O cair da chuva é um dos sons que acompanham parte de Desmesura, contrastando com um borralho de ténue incandescência, ao fundo da cozinha. O povo responsabiliza Medeia, estrangeira, pela pluviosidade ininterrupta, o que demonstra uma das dicotomias que a peça trabalha, refere Igor Lebreaud: tensões entre “uma cultura civilizada e uma supostamente incivilizada ou entre o racional e o irracional”.
Irracionalidade que o público vê formar-se, mas da qual não vê as consequências. Nas poucas didascálias do texto, Hélia Correia escreve que “as crianças nunca serão mais do que uma sombra”, nota Sofia Lobo. No entanto, não sentiu sequer necessidade nem desse elemento. “O mito é o mito e Medeia é Medeia, mas esta peça é um bocado mais seca. O poder está na palavra e na decisão tomada”, refere.

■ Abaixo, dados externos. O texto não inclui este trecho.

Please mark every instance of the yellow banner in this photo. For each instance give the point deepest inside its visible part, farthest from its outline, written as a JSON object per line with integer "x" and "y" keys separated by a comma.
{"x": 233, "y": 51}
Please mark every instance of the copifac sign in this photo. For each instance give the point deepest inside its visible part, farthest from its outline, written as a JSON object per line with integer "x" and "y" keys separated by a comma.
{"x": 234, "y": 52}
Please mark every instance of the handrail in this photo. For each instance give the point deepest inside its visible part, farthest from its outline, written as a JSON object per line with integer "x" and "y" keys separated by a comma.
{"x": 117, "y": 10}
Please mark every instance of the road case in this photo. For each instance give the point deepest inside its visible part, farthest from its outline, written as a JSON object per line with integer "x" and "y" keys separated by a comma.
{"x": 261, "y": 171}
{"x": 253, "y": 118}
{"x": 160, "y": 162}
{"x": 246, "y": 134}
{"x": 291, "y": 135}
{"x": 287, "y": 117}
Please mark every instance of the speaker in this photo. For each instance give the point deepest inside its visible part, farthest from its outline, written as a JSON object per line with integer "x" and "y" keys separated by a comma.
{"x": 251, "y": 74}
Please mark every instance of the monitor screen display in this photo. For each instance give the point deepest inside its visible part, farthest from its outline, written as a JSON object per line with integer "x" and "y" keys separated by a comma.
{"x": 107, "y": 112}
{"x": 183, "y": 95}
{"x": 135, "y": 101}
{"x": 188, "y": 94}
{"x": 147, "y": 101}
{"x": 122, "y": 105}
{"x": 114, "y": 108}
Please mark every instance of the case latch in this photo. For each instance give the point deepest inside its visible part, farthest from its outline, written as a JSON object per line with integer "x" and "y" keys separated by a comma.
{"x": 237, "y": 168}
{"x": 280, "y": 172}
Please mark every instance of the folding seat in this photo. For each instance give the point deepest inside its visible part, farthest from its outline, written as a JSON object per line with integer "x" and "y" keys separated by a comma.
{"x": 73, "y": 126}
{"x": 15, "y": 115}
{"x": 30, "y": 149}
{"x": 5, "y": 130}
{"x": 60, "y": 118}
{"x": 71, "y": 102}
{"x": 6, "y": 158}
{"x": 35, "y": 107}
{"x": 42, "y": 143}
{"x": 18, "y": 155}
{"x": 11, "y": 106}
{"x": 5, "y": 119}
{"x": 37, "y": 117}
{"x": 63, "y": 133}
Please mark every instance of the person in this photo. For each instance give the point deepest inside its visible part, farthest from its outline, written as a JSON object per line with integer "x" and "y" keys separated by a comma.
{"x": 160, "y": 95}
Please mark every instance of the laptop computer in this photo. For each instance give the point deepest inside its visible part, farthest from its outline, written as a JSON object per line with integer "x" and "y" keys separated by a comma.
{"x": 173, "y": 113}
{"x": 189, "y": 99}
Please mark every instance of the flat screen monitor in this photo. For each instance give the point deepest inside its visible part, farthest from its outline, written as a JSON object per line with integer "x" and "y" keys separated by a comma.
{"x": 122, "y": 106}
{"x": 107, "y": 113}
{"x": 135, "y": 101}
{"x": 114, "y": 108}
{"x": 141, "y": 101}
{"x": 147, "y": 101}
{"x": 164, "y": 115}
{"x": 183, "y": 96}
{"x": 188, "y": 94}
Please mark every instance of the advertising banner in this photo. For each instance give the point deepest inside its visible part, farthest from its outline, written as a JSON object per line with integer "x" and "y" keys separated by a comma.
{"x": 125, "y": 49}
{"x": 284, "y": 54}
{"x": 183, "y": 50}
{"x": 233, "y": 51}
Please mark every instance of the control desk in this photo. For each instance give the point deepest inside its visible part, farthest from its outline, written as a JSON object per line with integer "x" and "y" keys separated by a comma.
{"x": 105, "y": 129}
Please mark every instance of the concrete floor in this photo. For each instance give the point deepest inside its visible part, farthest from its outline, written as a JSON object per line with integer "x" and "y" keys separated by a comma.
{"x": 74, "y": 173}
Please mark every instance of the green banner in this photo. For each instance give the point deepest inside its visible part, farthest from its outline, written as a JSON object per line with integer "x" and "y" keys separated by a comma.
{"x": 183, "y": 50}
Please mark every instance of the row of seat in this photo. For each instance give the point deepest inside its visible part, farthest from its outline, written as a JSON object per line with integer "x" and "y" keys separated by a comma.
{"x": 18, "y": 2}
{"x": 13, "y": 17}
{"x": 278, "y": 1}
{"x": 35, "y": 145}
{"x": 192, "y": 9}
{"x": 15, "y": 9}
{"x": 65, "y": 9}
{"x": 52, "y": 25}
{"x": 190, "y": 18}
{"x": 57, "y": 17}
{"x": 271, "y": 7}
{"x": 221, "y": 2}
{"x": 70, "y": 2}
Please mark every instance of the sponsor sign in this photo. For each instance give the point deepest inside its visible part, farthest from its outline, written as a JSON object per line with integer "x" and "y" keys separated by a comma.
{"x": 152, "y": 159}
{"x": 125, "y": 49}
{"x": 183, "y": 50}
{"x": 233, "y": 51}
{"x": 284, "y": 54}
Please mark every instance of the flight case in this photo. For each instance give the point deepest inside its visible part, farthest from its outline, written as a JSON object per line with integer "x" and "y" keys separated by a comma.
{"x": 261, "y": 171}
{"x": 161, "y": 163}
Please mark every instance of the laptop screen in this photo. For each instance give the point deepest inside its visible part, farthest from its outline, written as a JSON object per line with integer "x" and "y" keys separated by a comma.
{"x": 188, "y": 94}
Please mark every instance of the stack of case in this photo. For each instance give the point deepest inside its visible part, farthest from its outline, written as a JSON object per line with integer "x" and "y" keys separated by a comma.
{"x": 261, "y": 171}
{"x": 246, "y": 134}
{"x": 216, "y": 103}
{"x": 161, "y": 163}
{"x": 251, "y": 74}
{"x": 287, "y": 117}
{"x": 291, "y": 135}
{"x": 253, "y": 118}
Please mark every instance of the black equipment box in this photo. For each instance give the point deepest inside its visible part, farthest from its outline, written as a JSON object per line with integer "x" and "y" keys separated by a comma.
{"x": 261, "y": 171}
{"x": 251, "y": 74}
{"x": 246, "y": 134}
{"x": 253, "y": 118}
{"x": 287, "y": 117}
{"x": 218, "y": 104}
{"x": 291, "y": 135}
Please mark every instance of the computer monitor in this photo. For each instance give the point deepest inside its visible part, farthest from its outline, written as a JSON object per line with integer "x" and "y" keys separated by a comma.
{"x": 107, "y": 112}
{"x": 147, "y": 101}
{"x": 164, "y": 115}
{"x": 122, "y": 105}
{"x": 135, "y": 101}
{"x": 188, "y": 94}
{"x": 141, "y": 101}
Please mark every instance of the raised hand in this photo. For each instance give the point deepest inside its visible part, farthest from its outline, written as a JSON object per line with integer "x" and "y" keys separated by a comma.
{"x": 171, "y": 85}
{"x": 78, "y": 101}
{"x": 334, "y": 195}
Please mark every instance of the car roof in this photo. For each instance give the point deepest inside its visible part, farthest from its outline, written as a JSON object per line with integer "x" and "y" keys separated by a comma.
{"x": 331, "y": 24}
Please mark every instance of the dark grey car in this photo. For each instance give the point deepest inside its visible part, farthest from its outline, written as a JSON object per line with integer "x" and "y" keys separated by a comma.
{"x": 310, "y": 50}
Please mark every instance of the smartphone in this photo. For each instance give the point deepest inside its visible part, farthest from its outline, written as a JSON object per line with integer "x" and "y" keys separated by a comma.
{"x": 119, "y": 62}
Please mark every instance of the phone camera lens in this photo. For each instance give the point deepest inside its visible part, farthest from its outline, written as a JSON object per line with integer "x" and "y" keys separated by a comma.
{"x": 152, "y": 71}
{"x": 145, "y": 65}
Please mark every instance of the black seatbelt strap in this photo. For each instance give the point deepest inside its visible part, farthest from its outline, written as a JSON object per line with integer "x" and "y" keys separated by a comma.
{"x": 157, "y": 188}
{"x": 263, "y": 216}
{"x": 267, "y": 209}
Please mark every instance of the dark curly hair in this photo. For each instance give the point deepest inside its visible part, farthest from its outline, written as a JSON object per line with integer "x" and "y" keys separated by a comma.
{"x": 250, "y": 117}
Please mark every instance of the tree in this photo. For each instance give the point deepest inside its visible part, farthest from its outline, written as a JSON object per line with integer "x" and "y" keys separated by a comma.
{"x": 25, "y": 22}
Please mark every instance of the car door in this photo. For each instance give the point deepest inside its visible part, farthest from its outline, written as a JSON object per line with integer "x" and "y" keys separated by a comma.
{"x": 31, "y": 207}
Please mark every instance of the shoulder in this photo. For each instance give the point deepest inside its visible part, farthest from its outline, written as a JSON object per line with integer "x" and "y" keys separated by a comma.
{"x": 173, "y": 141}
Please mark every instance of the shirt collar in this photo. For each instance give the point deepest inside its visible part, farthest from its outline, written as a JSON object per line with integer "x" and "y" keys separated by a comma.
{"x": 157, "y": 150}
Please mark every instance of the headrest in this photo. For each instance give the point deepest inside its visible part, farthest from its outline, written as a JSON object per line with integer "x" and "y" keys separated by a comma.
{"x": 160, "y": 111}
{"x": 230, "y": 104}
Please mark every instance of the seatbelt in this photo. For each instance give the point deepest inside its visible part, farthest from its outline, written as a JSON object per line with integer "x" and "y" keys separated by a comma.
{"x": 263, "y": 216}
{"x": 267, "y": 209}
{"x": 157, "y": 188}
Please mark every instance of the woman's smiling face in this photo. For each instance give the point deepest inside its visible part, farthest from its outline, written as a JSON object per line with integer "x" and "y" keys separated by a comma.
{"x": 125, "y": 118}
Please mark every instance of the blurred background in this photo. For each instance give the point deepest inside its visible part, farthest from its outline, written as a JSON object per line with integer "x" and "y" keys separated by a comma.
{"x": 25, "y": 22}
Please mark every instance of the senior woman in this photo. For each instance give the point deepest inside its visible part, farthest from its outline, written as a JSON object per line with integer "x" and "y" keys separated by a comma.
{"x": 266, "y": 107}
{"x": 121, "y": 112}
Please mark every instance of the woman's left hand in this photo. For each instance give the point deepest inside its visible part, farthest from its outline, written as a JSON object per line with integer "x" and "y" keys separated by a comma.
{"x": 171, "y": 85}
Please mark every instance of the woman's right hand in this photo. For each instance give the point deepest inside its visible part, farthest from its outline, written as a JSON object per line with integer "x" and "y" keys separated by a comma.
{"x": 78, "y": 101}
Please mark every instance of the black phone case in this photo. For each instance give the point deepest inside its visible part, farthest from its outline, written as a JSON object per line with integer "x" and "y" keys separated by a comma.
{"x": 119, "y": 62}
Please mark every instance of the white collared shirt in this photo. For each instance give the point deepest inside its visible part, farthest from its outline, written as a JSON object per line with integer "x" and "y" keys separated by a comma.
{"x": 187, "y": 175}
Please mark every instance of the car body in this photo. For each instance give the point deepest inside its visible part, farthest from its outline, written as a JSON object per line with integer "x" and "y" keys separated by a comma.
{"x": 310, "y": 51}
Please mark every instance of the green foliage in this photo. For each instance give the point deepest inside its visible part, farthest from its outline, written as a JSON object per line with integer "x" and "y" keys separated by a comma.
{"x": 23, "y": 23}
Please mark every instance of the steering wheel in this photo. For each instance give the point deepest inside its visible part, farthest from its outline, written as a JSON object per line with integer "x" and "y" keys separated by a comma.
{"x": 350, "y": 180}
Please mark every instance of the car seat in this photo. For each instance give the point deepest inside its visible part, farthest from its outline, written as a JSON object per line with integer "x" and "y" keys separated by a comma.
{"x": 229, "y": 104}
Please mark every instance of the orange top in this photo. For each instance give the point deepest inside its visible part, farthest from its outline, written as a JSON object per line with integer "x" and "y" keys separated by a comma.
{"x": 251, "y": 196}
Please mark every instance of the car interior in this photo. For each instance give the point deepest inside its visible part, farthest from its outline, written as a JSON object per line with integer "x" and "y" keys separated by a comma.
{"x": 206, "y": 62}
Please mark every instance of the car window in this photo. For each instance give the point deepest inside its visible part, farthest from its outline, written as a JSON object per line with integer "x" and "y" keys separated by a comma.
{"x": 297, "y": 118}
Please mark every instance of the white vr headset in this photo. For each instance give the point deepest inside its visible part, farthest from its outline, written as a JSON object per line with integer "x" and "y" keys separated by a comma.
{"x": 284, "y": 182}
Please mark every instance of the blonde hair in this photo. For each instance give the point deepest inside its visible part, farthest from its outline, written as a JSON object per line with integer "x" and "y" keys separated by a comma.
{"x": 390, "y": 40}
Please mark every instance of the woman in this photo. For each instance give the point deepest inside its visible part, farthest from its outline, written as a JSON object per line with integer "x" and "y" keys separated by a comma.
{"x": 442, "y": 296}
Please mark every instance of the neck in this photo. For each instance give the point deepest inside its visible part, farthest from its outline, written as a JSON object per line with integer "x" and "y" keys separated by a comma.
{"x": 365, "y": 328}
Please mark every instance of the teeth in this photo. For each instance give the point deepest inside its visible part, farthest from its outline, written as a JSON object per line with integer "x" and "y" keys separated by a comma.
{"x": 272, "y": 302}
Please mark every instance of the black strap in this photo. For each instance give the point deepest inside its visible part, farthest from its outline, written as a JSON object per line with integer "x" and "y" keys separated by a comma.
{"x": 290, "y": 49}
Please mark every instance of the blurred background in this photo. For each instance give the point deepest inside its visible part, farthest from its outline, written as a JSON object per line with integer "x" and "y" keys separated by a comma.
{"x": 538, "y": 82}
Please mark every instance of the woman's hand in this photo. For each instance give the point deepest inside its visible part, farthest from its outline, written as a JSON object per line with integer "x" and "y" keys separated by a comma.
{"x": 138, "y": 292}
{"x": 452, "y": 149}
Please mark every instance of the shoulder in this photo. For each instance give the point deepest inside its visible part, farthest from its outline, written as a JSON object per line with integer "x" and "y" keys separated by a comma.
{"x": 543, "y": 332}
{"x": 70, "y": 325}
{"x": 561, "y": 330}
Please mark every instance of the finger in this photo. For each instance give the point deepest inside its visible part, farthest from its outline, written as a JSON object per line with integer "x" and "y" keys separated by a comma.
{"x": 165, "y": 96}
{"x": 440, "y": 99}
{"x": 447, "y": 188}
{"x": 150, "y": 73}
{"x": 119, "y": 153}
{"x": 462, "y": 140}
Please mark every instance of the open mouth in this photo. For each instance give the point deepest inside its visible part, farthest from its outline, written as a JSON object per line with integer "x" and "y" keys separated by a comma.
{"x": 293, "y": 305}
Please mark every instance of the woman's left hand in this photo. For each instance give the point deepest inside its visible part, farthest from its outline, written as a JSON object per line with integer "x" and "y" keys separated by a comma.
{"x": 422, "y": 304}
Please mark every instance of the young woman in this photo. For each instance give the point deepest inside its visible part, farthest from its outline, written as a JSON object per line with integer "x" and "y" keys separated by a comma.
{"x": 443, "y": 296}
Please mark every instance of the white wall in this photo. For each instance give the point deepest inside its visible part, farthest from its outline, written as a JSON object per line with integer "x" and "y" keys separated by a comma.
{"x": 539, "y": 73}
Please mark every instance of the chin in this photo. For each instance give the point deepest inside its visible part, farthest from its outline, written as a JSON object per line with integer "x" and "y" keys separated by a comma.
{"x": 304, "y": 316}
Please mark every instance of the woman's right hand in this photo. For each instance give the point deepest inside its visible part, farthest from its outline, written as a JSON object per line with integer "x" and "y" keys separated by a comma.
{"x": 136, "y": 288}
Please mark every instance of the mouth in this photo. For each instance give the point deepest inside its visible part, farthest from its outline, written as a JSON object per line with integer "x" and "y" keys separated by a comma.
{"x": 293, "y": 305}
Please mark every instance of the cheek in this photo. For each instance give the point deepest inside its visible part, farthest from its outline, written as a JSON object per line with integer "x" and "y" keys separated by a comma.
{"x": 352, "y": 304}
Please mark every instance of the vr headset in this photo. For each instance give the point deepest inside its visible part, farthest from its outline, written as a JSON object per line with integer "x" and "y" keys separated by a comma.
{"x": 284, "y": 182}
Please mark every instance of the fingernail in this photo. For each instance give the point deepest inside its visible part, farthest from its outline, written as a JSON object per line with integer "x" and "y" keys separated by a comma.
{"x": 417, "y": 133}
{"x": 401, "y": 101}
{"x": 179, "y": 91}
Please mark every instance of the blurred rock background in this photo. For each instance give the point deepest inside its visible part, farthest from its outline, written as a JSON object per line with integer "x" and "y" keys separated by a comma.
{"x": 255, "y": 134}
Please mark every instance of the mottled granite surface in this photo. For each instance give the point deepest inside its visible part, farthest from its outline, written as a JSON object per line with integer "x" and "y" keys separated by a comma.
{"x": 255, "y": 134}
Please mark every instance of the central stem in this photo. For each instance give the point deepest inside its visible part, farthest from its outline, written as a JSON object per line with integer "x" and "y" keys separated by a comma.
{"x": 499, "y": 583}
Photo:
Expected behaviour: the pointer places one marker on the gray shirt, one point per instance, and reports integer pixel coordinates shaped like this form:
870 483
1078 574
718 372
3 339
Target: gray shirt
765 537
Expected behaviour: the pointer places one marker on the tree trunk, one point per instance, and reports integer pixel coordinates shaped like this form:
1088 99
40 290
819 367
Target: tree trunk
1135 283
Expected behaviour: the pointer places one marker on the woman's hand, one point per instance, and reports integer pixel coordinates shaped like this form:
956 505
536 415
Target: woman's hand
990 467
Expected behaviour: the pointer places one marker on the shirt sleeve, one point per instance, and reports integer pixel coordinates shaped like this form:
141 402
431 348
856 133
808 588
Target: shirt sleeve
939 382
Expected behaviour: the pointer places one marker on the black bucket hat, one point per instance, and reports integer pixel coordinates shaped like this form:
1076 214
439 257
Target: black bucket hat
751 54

O horror fica para lá das margens escuras do palco e a violência é desviada dos olhos dos espectadores para as palavras. Estas dão conta de um processo que vai aproximando Medeia de uma queda no abismo. “O texto nunca diz ‘Medeia mata os filhos’. Quando percebemos isso, entendemos que não era esse o foco da Hélia Correia”, nota Lebreaud. E Bittencourt acrescenta: “A palavra é tão forte que me informa da decisão e do acto ao mesmo tempo”.
Perto do fim, terminado o monólogo do desespero, Medeia sai de cena. A decisão está tomada e nem a advertência de que será lembrada pelo horror a demoverá. A luz apaga-se e a sala regressa à escuridão.